Although the above-described memory cells have been described as two-state devices having only one erased and one programmed state, accurate control of the threshold voltages of an EEPROM cell can be utilized to provide a multi-bit memory device having more than two states. For example, rather than just an erased state where Vth.ltoreq.-3V and a programmed state where Vth.gtoreq.1V, an EEPROM memory cell may be carefully programmed to have four (4) states, for example, where a Vth.ltoreq.-2V represents state "11", Vth=-1 represents state "10", Vth=0V represents state "01" and Vth=1V represents state "00". Thus, an EEPROM memory cell can be programmed as a two-bit device instead of just a one-bit device to advantageously double the amount of information an EEPROM memory cell may contain. Exemplary integrated circuit memory devices containing multi-bit cells therein are described in U.S. Pat. No. 5,566,125 to Fazio et al. entitled Method and Circuitry for Storing Discrete Amounts of Charge in a Single Memory Element and U.S. Pat. No. 5,550,772 to Gill entitled Memory Array Utilizing Multi-State Memory Cells.

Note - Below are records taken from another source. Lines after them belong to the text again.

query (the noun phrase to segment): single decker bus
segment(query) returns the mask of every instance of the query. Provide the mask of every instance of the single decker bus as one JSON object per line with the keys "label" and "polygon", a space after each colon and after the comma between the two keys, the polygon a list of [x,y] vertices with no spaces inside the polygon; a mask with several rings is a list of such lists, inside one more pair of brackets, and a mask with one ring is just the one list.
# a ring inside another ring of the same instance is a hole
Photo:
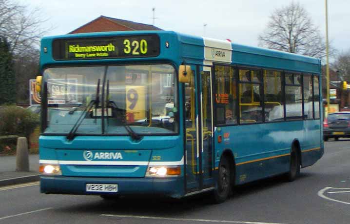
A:
{"label": "single decker bus", "polygon": [[114,32],[43,38],[40,69],[42,193],[220,203],[324,153],[318,59]]}

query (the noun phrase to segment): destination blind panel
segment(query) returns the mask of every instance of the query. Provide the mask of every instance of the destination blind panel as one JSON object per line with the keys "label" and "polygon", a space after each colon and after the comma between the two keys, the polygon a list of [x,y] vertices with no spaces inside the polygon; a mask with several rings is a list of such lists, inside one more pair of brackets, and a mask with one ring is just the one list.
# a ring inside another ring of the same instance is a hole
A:
{"label": "destination blind panel", "polygon": [[159,48],[156,35],[58,39],[52,55],[55,60],[152,57],[159,55]]}

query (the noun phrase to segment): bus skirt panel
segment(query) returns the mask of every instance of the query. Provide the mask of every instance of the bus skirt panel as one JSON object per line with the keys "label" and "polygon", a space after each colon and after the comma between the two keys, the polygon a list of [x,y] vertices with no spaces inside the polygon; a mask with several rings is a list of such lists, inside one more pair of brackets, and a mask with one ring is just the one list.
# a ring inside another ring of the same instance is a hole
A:
{"label": "bus skirt panel", "polygon": [[[105,178],[40,177],[40,189],[45,194],[143,195],[179,198],[184,194],[183,177]],[[87,184],[117,184],[117,192],[88,192]]]}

An integrated circuit memory device containing multi-bit cells therein is also described in an article by M. Bauer et al. entitled A Multilevel-Cell 32 Mb Flash Memory, ISSC Digest of Technical Papers, pp. 132-133, February (1995). In the Bauer et al. article, a memory cell array is arranged in a NOR-type arrangement. Each memory cell is capable of storing one of four states with two bits such as "00", "01", "10" and "11". Each of the four states corresponds to a unique voltage level, e.g., "00"=2.5V, "01"=1.5V, "10"=0.5V and "11"=-3V. The voltage levels are stored as threshold voltages of the cells.

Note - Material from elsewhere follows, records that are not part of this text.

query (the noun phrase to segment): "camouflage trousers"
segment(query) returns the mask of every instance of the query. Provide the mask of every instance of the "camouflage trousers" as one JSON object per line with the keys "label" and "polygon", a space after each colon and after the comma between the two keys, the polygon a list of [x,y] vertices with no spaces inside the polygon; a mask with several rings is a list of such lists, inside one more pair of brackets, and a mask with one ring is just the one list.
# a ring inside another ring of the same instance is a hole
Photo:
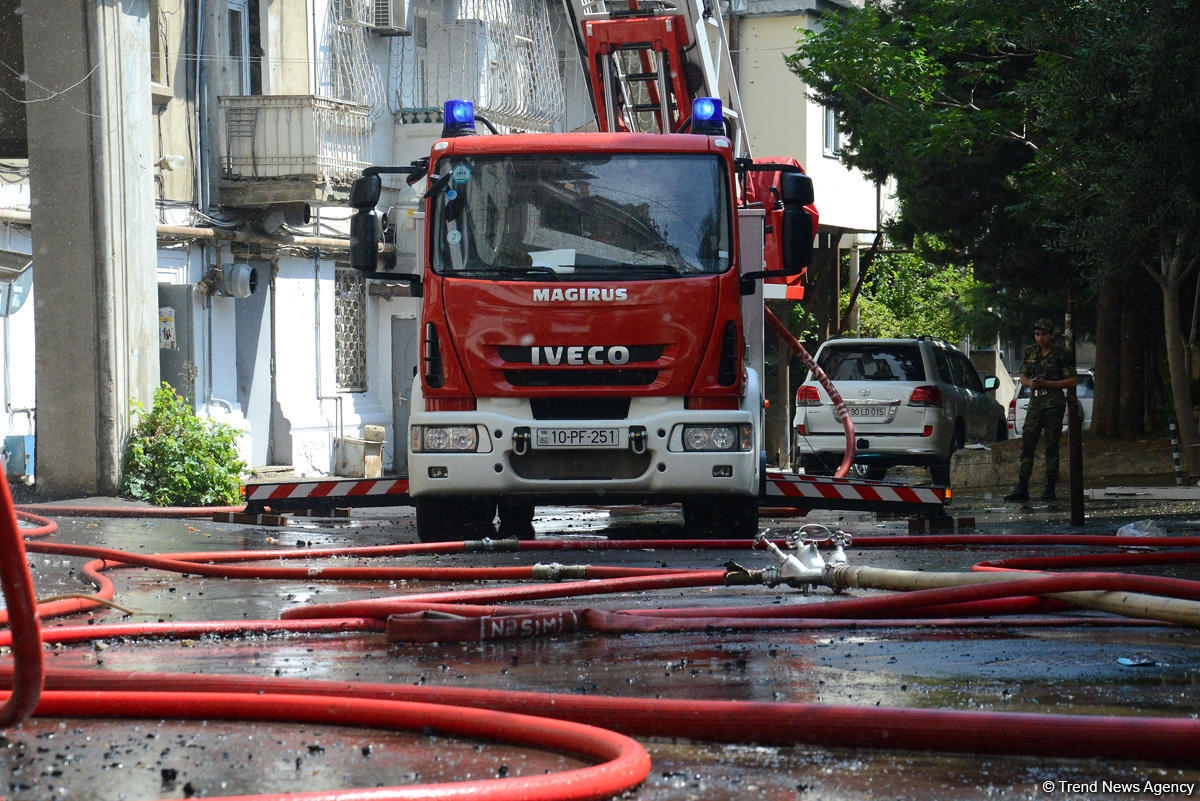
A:
{"label": "camouflage trousers", "polygon": [[1066,404],[1037,408],[1030,404],[1025,428],[1021,429],[1021,471],[1018,477],[1021,487],[1030,484],[1039,439],[1045,442],[1046,484],[1054,484],[1058,476],[1058,442],[1062,440],[1062,418],[1066,411]]}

To detect a state of a multi-bit memory cell, a read voltage having a level interposed between a threshold voltage level (or positioned on a lower side or a higher side from the level of a threshold voltage) must be applied to gates of the memory cells through a word line coupled thereto. Here, the width between adjacent threshold voltages (hereinafter referred to as the threshold voltage "window") is less than in a normal flash memory. For example, the window in a four-state flash memory is about 0.6V. Furthermore, when a word line voltage for reading is located in the window of about 0.6V, the margin from an edge of the threshold voltage profile and the level of the word line voltage may be not more than about 0.3V. Therefore, if a multi-bit flash memory is made with accompanying variations in the manufacturing process or influenced by variations in word line voltage level and temperature, the possibility of experiencing an invalid sensing operation (i.e., read operation) is increased. Such weak immunity against variations in external conditions typically limits the utility of these multi-bit devices to the storage of mass information such as audio data, where memory loss or corruption of small amounts of data does not significantly affect the fidelity of the information when read as a whole. Moreover, even though the advantages of the normal single-bit and newer multi-bit flash memories are well known, the two types of flash memories are typically fabricated on separate semiconductor chips.
Thus, notwithstanding the above described techniques for improving the capacity of an integrated circuit memory device by employing multi-bit memory devices therein, there continues to be a need for improved memory devices which can advantageously use multi-bit devices therein.